Après avoir tenté pendant des mois d’empêcher un vote sur l’affaire Epstein, le président états-unien et ses soutiens ont dû reculer. Seule une voix contre s’est élevée à la Chambre des représentants, et aucune au Sénat, qui ont voté pour la publication des documents en possession du ministère de la justice liés au scandale de pédocriminalité.

François Bougon

Donald Trump a essuyé un revers sévère au Congrès, mardi 18 novembre. Par un vote presque unanime – 427 voix pour, une seule contre –, la Chambre des représentants a réclamé la publication de l’ensemble des pièces que possède le ministère de la justice sur l’affaire Epstein, connues comme les « dossiers Epstein ».

À l’annonce du résultat, les démocrates ont applaudi et se sont tourné·es vers les tribunes, où se trouvaient des victimes du pédocriminel, mort en 2019 en prison. Peu auparavant, certaines avaient pris la parole lors d’une conférence de presse devant le Congrès. Une « survivante », comme elles se désignent, s’était adressée au président Trump. « J’ai voté pour vous, mais votre comportement sur ce sujet est une honte nationale », a-t-elle lancé.

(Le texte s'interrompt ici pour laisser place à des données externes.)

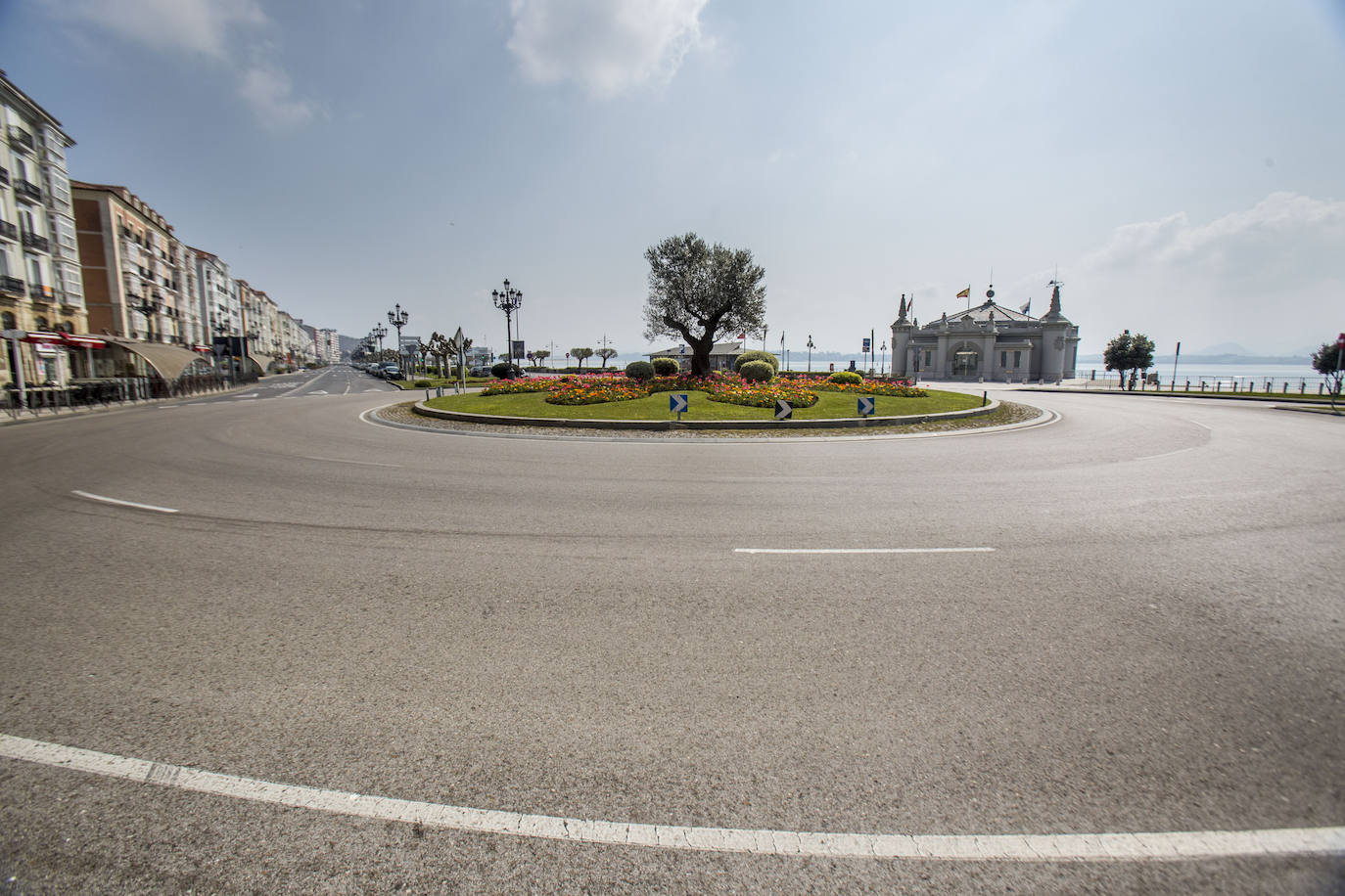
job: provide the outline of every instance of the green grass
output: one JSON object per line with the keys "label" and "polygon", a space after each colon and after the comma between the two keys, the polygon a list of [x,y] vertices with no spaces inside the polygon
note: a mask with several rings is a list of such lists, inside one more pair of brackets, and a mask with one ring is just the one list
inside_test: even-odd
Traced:
{"label": "green grass", "polygon": [[[498,416],[547,416],[572,420],[671,420],[677,414],[668,411],[670,392],[632,399],[629,402],[605,402],[603,404],[547,404],[545,392],[525,392],[522,395],[445,395],[433,398],[426,404],[443,411],[465,414],[494,414]],[[775,410],[769,407],[742,407],[712,402],[705,392],[687,392],[690,408],[683,420],[769,420]],[[963,392],[935,392],[928,398],[893,398],[877,395],[877,416],[905,416],[908,414],[939,414],[943,411],[963,411],[981,406],[979,395]],[[818,392],[818,403],[812,407],[795,408],[794,419],[839,419],[858,416],[855,396],[838,392]]]}

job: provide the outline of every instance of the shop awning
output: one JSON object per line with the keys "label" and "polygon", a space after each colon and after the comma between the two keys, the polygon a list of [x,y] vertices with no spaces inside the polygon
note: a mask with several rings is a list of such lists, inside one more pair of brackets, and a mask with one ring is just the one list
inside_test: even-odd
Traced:
{"label": "shop awning", "polygon": [[105,341],[109,345],[124,348],[128,352],[145,359],[145,363],[155,368],[155,372],[165,380],[178,379],[187,371],[188,367],[194,364],[200,367],[203,372],[208,369],[200,355],[196,355],[191,349],[186,349],[180,345],[139,343],[130,339],[121,339],[120,336],[108,336],[105,337]]}

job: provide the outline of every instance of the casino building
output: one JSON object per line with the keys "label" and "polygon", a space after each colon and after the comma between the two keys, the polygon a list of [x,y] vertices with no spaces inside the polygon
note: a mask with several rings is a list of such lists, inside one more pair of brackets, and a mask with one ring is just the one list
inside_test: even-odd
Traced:
{"label": "casino building", "polygon": [[924,326],[907,320],[902,296],[892,324],[892,375],[972,383],[1073,379],[1079,328],[1060,312],[1060,283],[1050,286],[1050,310],[1042,317],[995,305],[991,287],[981,305]]}

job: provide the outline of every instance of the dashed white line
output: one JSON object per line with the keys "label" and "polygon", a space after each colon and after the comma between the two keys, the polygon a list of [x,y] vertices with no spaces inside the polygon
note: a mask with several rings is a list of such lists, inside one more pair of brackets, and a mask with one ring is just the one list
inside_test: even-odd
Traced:
{"label": "dashed white line", "polygon": [[93,494],[90,492],[81,492],[78,489],[71,490],[70,494],[77,494],[82,498],[87,498],[89,501],[100,501],[102,504],[116,504],[117,506],[136,508],[137,510],[153,510],[155,513],[179,513],[179,510],[175,508],[161,508],[156,504],[139,504],[136,501],[122,501],[121,498],[109,498],[104,494]]}
{"label": "dashed white line", "polygon": [[850,834],[531,815],[223,775],[0,735],[0,756],[253,802],[514,837],[681,852],[951,861],[1177,861],[1345,854],[1345,826],[1102,834]]}
{"label": "dashed white line", "polygon": [[993,553],[994,548],[733,548],[734,553]]}

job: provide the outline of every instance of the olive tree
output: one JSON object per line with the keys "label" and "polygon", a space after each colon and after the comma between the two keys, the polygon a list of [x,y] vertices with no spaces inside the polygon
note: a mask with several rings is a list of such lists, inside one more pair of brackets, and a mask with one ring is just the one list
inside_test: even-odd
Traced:
{"label": "olive tree", "polygon": [[691,347],[691,375],[710,372],[710,351],[729,333],[760,332],[765,270],[745,249],[706,244],[695,234],[668,236],[644,250],[650,296],[644,339],[681,337]]}
{"label": "olive tree", "polygon": [[1139,371],[1154,365],[1154,341],[1143,333],[1131,336],[1130,330],[1124,330],[1107,343],[1102,360],[1106,369],[1120,373],[1122,388],[1126,387],[1126,371],[1130,371],[1130,388],[1134,390]]}

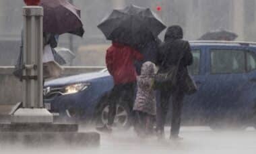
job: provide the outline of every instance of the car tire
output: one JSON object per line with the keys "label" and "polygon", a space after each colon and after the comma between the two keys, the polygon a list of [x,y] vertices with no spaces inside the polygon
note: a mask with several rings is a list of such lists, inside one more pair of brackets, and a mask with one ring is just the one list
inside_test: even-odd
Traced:
{"label": "car tire", "polygon": [[[104,99],[99,104],[96,111],[96,125],[104,125],[108,123],[108,103],[107,99]],[[119,102],[117,105],[117,114],[115,118],[113,127],[121,130],[127,130],[131,126],[132,118],[131,109],[128,103]]]}

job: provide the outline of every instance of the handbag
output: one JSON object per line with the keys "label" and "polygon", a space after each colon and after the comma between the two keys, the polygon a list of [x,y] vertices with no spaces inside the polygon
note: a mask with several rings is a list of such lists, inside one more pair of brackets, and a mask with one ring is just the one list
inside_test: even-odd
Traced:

Le président républicain et ses allié·es à la Chambre, en particulier son président Mike Johnson, ont en effet tenté pendant des mois de classer une des affaires les plus importants de pédocriminalité du pays – avec des centaines de victimes. Le suicide en prison d’Epstein a nourri les théories du complot les plus folles, abondamment relayées par la base du mouvement Maga (« Make America Great Again »). Pendant la campagne électorale, Trump s’était engagé à faire la lumière.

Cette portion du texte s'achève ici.